Yazid Ben Hounet, CNRS, Laboratoire d’Anthropologie Sociale (CNRS-EHESS-Collège de France)

Sébastien Boulay, Université Paris Cité, Centre Population et Développement (UMR 196 Ceped)

 

« Et balaie-moi tous les obscurcisseurs, tous les inventeurs de subterfuges, tous les charlatans mystificateurs, tous les manieurs de charabia. Et n’essaie pas de savoir si ces messieurs sont personnellement de bonne ou de mauvaise foi, s’ils sont personnellement bien ou mal intentionnés, s’ils sont personnellement, c’est-à-dire dans leur conscience intime de Pierre ou Paul, colonialistes ou non, l’essentiel étant que leur très aléatoire bonne foi subjective est sans rapport aucun avec la portée objective et sociale de la mauvaise besogne qu’ils font de chiens de garde du colonialisme » (Aimé Césaire, Discours sur le colonialisme, 1950).

 

[1] Resolução 1514 da Assembleia Geral das Nações Unidas de 14 de dezembro 1960.

[2] Resoluções da Conferência de Addis-Abeba sobre a descolonização – documento fundador da Organização de Unidade Africana – aprovadas a 22 a 25 maio 1963.
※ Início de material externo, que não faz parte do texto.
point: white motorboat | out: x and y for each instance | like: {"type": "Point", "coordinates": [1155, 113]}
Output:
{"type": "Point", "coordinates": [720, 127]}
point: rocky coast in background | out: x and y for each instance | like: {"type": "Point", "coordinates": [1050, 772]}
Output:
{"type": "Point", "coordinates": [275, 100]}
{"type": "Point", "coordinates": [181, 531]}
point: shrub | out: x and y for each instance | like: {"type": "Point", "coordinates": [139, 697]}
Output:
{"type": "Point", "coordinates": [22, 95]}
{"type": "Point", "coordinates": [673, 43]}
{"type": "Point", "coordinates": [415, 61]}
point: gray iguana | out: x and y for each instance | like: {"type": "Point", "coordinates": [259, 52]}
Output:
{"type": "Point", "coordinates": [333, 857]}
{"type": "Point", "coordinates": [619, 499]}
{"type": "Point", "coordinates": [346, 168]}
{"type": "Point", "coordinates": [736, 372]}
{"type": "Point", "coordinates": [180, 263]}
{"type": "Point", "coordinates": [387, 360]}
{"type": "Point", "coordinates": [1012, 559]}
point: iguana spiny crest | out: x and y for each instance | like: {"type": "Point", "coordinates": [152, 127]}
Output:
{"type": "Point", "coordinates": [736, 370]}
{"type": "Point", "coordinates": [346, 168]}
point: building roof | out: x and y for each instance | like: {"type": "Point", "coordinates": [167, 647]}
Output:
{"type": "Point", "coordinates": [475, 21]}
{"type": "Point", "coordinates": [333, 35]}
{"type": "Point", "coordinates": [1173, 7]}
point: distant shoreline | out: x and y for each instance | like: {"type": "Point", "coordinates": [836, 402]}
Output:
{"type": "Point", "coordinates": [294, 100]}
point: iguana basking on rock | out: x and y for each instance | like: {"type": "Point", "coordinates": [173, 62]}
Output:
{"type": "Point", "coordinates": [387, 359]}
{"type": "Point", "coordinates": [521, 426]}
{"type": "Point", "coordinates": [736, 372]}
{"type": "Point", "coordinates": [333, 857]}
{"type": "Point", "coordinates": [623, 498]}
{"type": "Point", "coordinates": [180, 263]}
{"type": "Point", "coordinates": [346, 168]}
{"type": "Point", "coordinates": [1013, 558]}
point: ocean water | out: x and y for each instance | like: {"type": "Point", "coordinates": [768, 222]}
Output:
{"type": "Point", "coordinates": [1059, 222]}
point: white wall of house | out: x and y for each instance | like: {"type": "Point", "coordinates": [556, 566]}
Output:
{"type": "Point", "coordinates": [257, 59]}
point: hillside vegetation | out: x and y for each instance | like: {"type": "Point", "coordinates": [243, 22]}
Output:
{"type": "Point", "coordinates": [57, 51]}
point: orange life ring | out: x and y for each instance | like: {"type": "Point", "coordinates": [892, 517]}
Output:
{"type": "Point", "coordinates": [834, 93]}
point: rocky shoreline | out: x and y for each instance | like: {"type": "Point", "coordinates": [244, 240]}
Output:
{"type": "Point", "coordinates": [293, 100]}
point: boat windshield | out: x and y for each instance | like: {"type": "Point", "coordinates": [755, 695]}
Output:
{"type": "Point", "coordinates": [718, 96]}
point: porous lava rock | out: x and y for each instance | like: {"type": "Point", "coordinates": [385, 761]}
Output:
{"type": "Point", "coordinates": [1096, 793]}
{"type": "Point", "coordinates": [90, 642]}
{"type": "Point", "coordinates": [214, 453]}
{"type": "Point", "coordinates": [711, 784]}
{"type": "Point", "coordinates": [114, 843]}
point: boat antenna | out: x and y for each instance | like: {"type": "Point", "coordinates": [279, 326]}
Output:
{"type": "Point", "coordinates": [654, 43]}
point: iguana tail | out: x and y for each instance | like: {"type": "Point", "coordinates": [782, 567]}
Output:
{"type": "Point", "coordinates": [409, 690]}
[3] Reporteres Sem Fronteiras, Sahara Ocidental. Um Deserto para Journalistas, junho 2022. https://rsf.org/sites/default/files/rapport_sahara_-_final_pdf2.pdf

[4] https://www.acatfrance.fr/communique-de-presse/le-maroc-condamne-par-le-comite-de-lonu-contre-la-torture-dans-laffaire-naama-asfari

[5] Fédération ACAPS et Novact, 2021, Visibiliser l’occupation au Sahara Occidental. Augmentation de la répression et violations des droits humains un an après la rupture du cessez-le-feu. https://www.westernsaharareports.com/fr/home-fra/

[6] O INED estima a população do Sahara Ocidental em 626.000 habitantes em 2021. Como resultado da colonização massiva, os saharauis estão em minoria, e representam actualmente cerca de um terço da população na parte ocupada por Marrocos. Vários relatórios de ONG estimam o número de saharauis nos campos de refugiados perto de Tindouf em cerca de 175.000. A isto há que acrescentar os saharauis que vivem nos territórios controlados pela RASD (cerca de 20% do Sahara Ocidental), na Mauritânia e no exílio (Europa - principalmente Espanha; EUA, etc.).